Jelas, apabila merujuk ke dalam penerapan physical
dan social distancing, maka jarak
yang dimaksud dalam teori ini ialah jarak sosial. Sebagaimana diketahui dalam
teori Non Verbal Expectancy Violations
Theory (NEVT) atau teori pelanggaran harapan, bahwa zona sosial berjarak
mulai dari 1,2 – 3,6 meter. Jelas sama dengan rentang jarak yang kini banyak
diterapkan antar sesama manusia ketika berinteraksi. Baik yang sudah saling
mengenal maupun dengan orang-orang baru.
Hanya
saja permasalahan dari penerapan jaga jarak ini ialah munculnya antipati kebanyakan
masyarakat kita terhadap sesama. Kebanyakan masyarakat kita menjadi saling
curiga, lantaran takut tertular Virus Corona. Baik melalui semburan air liur
ketika berbicara, atau pun ketika bersin. Ditambah lagi dengan dikenalnya
istilah ‘Orang Tanpa Gejala’ (OTG), semakin menambah level ketakutan masyarakat,
karena semakin buramnya kita terhadap siapa yang sebenarnya dianggap
‘berpotensi’ menjadi pembawa virus (virus
courier).
Seperti
tiba-tiba ada yang membutuhkan pertolongan, tapi kita enggan mendekati
pesakitan tersebut. Kebanyakan dari kita malah sibuk merekam dengan telepon
pintar kita, dan sebagian dari kita juga takut-takut jikalau pesakitan terkait
positif mengidap Virus Corona. Oleh karena itu, saya menyarankan kita semua untuk
segera menghubungi pihak-pihak terkait jika mendapati kasus-kasus tersebut.

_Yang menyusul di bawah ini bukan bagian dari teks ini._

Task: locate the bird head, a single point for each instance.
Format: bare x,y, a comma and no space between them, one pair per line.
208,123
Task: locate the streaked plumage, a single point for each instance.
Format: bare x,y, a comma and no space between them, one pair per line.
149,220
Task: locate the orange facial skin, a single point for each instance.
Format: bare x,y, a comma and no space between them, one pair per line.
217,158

Sehingga permasalahan pandemi seperti yang sekarang ini kita hadapi, tidak
sedikit pun menggerus rasa empati sosial kita. Musabab, bagaimana pun kita
adalah makhluk sosial (homo homini socius)

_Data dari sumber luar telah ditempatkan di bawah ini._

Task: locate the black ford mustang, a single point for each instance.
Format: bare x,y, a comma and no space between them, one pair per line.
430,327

yang saling membutuhkan satu sama lain.
Menurut
saya, kepanikan ini banyak berkontribusi dalam merubah persepsi dan menumbuhkan
prasangka di antara kita. Dalam Ilmu Komunikasi sendiri, persepsi dipengaruhi
oleh salah satu elemen yaitu cara pandang (world
view). Cara pandang sendiri terdiri dari nilai-nilai yang ditanamkan oleh
salah satunya media. Media secara perlahan tapi pasti terus menanamkan
nilai-nilai tertentu yang membentuk sistem kepercayaan dan sikap atau perilaku
kita. Oleh karena itu, saya tidak bosan-bosannya mengingatkan media, terutama
media baru dan terlebih lagi media sosial untuk tidak menakut-nakuti atau
mendramatisir, agar tidak menimbulkan persepsi publik yang menyebabkan
kepanikan.
Selain
itu, mulailah berinteraksi, karena interaksi merupakan salah satu solusi dalam
mengurangi ketidakpastian, dengan masuknya informasi yang belum kita ketahui.
Ada satu contoh menarik terkait hal ini, yaitu ketika calon istri saya salat
berjamaah di salah satu musala. Di sana ia merasa dicurigai karena merupakan
pendatang. Oleh karena itu, dia pun berinisiatif proaktif untuk bertanya kepada
salah seorang ibu di sampingnya. Ia mengatakan, “Apakah kita saling menjaga
jarak atau rapat sebagaimana biasanya?”. Akhirnya si ibu pun menjawab, agar
mereka saling menjaga jarak di tengah pandemi seperti sekarang ini. Dengan
demikian, calon istri saya pun terbebas dari situasi yang tidak menyenangkan
dan menghasilkan tekanan secara kognitif.
Walhasil,
dalam hal pengkajian dan penerapan New
Normal di mana pun itu. Menurut kajian saya secara komunikasi, maka hal
yang paling dibutuhkan ialah kedisiplinan masyarakat kita dalam menjalankan
protokol kesehatan. Baik itu dalam menjalankan pola hidup bersih dan sehat,
senantiasa menggunakan masker ketika beraktivitas, serta senantiasa menjaga
jarak dan menjauhi kerumunan. Baik itu di daerah urban maupun rural. Baik itu
melalui mekanisme sanksi (punishment)
bagi para pelanggar dengan dikeluarkannya regulasi terkait. Sehingga, penerapan
New Normal baru nantinya tidak
menimbulkan konsekuensi negatif, seperti gelombang baru Covid-19 (second wave).
Semoga badai ini segera berlalu. Sekian.